The day started with the knowledge that reaching my destination was not in question, and there was no pressure on me to keep pushing the envelope. Not feeling pressure is not the same as being totally relaxed – there were still close to 6 flight hours planned for the day.

On top of all this, a storm front was rapidly approaching from the West and the first raindrops were beginning to fall.

By the time I was done with my preflight, light rain was covering the Sioux City area, and heavier precipitation was forecast for later in the morning. I calculated that the current light rain was not going to damage the gyro in flight, and I could clearly see the shapes of heavier cells, which would allow me to avoid them.

So, around 10:00 AM I said goodbye to my friend Tom and rolled down Rwy. 32. It took about 20 minutes of flight to outrun the rain. Windshield was wet, but I could clearly see that my prediction for the light rain was right.

As I crossed the Missouri and entered Iowa, I encountered similar terrain to the one of Eastern Nebraska – green farmland, picturesque farmhouses and silos, yellow crop-dusters bussing around.

Oh, ya… those yellow crop-dusters can be very dangerous to a low flying gyro. They are not equipped with any ADS-B equipment as far as I know, and if you count on your GPS unit to look for traffic, you will be unpleasantly surprised.

I stayed around 1,500 to 2,000 feet above the ground, and in my observations, that was enough to avoid the “yellow buzzards”.

Additionally, most local airports cater to the fleet of crop-dusters, so you should keep your eyes open when landing for refueling. Listen on the radio and give them some space on the runways and the ramp. By the way, the crop-duster pilots I encountered were very professional, used radios “appropriately”, and were very courteous on the ground.

The vast majority of airports on my route were non-towered, but there were few controlled ones. For me dealing with their towers was similar to the way I navigate the complex L.A. airspace. Unless I had to go through the airspace (usually a “Delta”), I tried to go around it or over it. Even in those situations I gave them a courtesy call letting them know I would be listening in case they need to contact me for traffic separation.

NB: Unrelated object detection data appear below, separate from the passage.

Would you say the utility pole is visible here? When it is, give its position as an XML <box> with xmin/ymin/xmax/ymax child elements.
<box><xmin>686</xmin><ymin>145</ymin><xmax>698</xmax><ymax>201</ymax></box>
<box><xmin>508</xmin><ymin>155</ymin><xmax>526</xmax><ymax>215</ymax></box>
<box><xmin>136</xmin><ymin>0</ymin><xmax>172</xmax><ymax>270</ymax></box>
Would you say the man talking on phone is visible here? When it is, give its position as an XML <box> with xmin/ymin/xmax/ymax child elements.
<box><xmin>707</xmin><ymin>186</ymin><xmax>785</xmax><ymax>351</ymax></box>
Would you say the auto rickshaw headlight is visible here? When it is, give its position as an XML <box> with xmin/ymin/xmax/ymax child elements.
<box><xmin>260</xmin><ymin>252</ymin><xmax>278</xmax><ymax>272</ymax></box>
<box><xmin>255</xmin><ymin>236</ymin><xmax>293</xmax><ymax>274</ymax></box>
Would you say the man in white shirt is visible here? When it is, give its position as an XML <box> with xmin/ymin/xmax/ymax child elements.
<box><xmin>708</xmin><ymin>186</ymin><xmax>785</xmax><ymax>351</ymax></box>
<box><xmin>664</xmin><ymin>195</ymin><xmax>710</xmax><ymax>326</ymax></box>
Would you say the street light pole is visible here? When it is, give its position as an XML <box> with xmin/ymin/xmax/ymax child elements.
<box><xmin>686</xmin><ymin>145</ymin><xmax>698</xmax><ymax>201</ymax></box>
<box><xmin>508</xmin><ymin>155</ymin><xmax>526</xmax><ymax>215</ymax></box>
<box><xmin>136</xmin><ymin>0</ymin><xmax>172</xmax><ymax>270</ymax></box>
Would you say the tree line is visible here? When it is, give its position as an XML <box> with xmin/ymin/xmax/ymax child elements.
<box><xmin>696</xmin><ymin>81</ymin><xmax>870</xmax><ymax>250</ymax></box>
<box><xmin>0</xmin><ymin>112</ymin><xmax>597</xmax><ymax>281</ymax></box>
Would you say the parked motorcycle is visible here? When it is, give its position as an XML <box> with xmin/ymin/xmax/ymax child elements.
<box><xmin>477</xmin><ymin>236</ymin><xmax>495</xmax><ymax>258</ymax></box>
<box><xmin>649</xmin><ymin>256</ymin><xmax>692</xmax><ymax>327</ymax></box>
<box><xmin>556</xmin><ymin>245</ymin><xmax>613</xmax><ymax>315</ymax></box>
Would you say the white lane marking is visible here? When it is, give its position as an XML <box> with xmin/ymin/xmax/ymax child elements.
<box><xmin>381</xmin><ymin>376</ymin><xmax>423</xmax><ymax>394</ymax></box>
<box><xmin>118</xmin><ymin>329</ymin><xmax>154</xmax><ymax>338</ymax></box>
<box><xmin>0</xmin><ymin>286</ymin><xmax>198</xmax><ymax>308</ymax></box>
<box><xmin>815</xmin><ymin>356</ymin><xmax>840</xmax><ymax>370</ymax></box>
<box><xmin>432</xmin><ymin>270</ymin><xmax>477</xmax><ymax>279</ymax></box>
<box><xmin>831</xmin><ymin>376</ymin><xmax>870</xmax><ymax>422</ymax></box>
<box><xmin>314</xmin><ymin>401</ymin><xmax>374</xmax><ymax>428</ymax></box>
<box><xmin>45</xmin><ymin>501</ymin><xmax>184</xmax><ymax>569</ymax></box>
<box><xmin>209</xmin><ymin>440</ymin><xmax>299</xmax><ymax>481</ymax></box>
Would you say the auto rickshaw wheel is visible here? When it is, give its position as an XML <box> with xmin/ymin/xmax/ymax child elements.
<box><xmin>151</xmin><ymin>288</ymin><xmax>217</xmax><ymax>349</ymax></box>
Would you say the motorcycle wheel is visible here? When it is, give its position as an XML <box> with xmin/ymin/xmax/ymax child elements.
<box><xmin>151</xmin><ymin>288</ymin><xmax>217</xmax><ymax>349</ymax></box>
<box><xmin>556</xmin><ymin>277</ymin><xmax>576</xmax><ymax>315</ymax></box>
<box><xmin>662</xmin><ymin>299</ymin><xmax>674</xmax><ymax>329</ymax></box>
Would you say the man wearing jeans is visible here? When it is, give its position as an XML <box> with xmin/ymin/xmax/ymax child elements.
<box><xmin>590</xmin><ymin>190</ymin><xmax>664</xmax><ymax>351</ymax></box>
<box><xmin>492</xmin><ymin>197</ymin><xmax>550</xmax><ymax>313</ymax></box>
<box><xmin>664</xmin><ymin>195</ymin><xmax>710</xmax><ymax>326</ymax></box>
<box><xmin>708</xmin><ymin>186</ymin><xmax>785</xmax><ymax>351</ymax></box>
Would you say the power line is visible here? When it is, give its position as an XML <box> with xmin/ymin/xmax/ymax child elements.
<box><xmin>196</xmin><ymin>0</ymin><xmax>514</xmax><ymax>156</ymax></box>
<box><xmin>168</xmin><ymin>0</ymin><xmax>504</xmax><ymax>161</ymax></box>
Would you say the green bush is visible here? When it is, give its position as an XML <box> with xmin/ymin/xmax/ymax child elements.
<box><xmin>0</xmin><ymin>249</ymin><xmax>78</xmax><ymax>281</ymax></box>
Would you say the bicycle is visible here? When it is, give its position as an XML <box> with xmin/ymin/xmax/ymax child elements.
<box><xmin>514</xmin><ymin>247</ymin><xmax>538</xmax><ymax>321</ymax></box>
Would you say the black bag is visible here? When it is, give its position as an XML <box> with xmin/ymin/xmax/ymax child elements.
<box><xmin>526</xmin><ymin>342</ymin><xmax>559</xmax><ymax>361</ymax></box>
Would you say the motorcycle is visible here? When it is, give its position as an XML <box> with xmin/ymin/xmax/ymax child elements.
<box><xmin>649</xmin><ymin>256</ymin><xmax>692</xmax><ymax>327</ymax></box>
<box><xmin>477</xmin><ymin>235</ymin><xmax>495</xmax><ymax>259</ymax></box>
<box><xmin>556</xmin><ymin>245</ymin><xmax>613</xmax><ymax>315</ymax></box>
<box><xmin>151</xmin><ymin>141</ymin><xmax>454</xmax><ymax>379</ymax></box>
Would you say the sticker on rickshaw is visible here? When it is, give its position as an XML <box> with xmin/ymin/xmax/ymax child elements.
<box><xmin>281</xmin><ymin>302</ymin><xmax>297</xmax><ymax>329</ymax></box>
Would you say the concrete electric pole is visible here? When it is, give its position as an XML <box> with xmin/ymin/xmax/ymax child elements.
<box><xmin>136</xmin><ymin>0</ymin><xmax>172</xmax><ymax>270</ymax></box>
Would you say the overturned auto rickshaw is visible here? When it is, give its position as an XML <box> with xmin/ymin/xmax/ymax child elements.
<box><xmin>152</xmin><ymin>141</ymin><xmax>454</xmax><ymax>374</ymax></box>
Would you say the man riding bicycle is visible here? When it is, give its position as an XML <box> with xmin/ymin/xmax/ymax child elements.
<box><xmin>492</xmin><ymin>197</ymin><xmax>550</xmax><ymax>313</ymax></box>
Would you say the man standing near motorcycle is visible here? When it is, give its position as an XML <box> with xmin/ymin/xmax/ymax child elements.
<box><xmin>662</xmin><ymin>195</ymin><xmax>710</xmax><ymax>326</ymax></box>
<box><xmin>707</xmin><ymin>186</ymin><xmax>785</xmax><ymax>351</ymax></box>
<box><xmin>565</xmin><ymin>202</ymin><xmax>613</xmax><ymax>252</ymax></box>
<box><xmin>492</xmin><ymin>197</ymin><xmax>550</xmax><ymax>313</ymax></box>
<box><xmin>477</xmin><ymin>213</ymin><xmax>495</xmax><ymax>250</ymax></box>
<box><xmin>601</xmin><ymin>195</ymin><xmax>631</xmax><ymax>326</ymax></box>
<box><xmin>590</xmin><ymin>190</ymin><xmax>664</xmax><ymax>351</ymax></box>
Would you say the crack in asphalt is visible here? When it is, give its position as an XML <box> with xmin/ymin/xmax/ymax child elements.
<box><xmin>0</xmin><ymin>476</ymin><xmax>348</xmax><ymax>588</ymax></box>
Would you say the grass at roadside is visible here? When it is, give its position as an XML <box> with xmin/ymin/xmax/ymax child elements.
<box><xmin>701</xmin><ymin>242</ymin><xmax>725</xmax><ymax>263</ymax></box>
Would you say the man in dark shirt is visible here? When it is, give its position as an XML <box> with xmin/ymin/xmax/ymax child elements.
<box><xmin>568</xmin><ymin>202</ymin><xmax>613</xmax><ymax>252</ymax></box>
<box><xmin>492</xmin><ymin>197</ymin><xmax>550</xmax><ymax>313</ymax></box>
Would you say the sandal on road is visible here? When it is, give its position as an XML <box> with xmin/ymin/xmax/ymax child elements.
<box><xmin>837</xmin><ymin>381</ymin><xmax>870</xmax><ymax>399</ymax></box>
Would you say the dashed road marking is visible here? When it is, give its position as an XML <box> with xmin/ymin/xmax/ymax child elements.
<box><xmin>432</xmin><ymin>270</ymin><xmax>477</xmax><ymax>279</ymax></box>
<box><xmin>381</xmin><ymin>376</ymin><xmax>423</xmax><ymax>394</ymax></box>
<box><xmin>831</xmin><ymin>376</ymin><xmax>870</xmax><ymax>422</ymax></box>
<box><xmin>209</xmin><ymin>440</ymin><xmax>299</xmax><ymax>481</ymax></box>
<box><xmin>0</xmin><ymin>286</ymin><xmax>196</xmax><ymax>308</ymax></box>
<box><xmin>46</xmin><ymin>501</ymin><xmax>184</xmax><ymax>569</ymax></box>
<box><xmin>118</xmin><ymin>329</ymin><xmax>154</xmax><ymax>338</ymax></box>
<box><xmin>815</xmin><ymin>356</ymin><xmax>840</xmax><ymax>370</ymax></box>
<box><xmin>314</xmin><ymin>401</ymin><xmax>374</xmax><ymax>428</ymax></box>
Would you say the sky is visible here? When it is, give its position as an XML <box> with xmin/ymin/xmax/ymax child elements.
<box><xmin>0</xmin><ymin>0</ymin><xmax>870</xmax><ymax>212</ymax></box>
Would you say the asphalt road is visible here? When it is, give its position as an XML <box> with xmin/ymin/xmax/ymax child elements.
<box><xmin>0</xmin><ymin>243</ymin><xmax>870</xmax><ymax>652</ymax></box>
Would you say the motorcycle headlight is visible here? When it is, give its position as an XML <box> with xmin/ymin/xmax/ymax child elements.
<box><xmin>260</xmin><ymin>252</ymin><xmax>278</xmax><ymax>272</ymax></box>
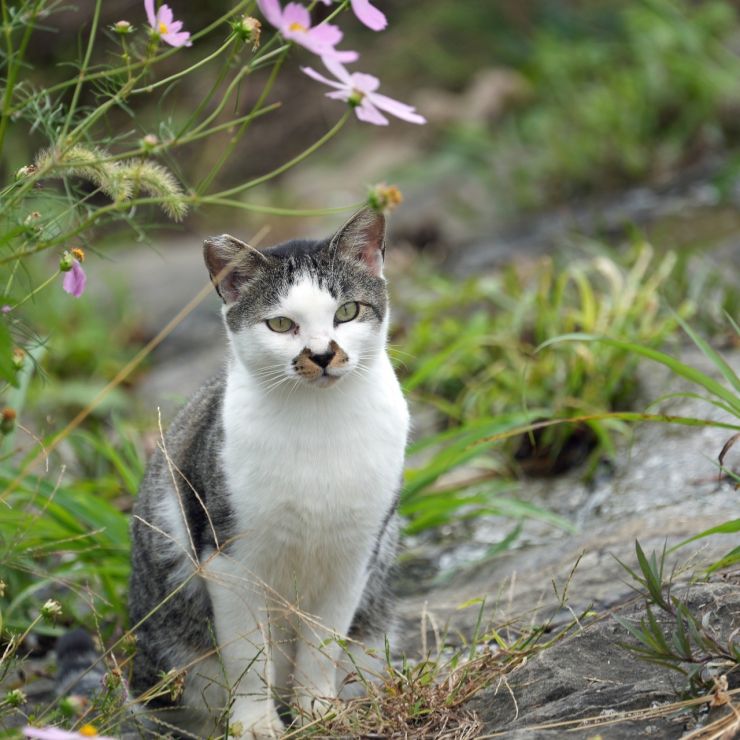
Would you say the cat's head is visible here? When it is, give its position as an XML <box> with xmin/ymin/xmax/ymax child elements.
<box><xmin>203</xmin><ymin>209</ymin><xmax>388</xmax><ymax>388</ymax></box>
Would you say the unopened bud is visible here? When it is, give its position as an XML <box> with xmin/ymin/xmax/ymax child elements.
<box><xmin>5</xmin><ymin>689</ymin><xmax>28</xmax><ymax>707</ymax></box>
<box><xmin>41</xmin><ymin>599</ymin><xmax>62</xmax><ymax>622</ymax></box>
<box><xmin>139</xmin><ymin>134</ymin><xmax>159</xmax><ymax>153</ymax></box>
<box><xmin>236</xmin><ymin>15</ymin><xmax>262</xmax><ymax>51</ymax></box>
<box><xmin>367</xmin><ymin>183</ymin><xmax>403</xmax><ymax>212</ymax></box>
<box><xmin>0</xmin><ymin>407</ymin><xmax>16</xmax><ymax>434</ymax></box>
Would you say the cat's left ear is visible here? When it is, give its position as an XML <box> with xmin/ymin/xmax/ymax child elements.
<box><xmin>330</xmin><ymin>208</ymin><xmax>385</xmax><ymax>276</ymax></box>
<box><xmin>203</xmin><ymin>234</ymin><xmax>268</xmax><ymax>304</ymax></box>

As I crossed the Mississippi at Dubuque, I said goodbye to Iowa, and said hi to Wisconsin. Red barn houses and silver silos became the norm.

After refueling at Platteville, I contacted my friends in Kenosha, then rumbled down the runway on my final leg to the shore of Lake Michigan. As with the day before, there was plenty of daylight left and not many miles ahead of me, so I slowed down a bit and allowed myself to soak in the surrounding views. It was amazing to see numerous lakes dotting the landscape, and patches of woods added to the variety of the vegetation covering the ground below me.

10 miles out I contacted Kenosha tower and was instructed to line up with Runway 7R and report 2 miles final. That runway is significantly shorter than the other one, but it is right next door to the south t-hangars, my final destination.

When I landed, I noticed that my friends were doing touch-and-gos in their tail-dragger Champ. This gave me enough time to do a proper shutdown of my engine, pull the gyro out of there way and be ready to greet them as they rumbled back down the taxiway.

Well… after 4 days of adventures, Phase 1 of my trip was completed. Next couple of days were dedicated to rest and final preparations for our visit to the big show at Oshkosh.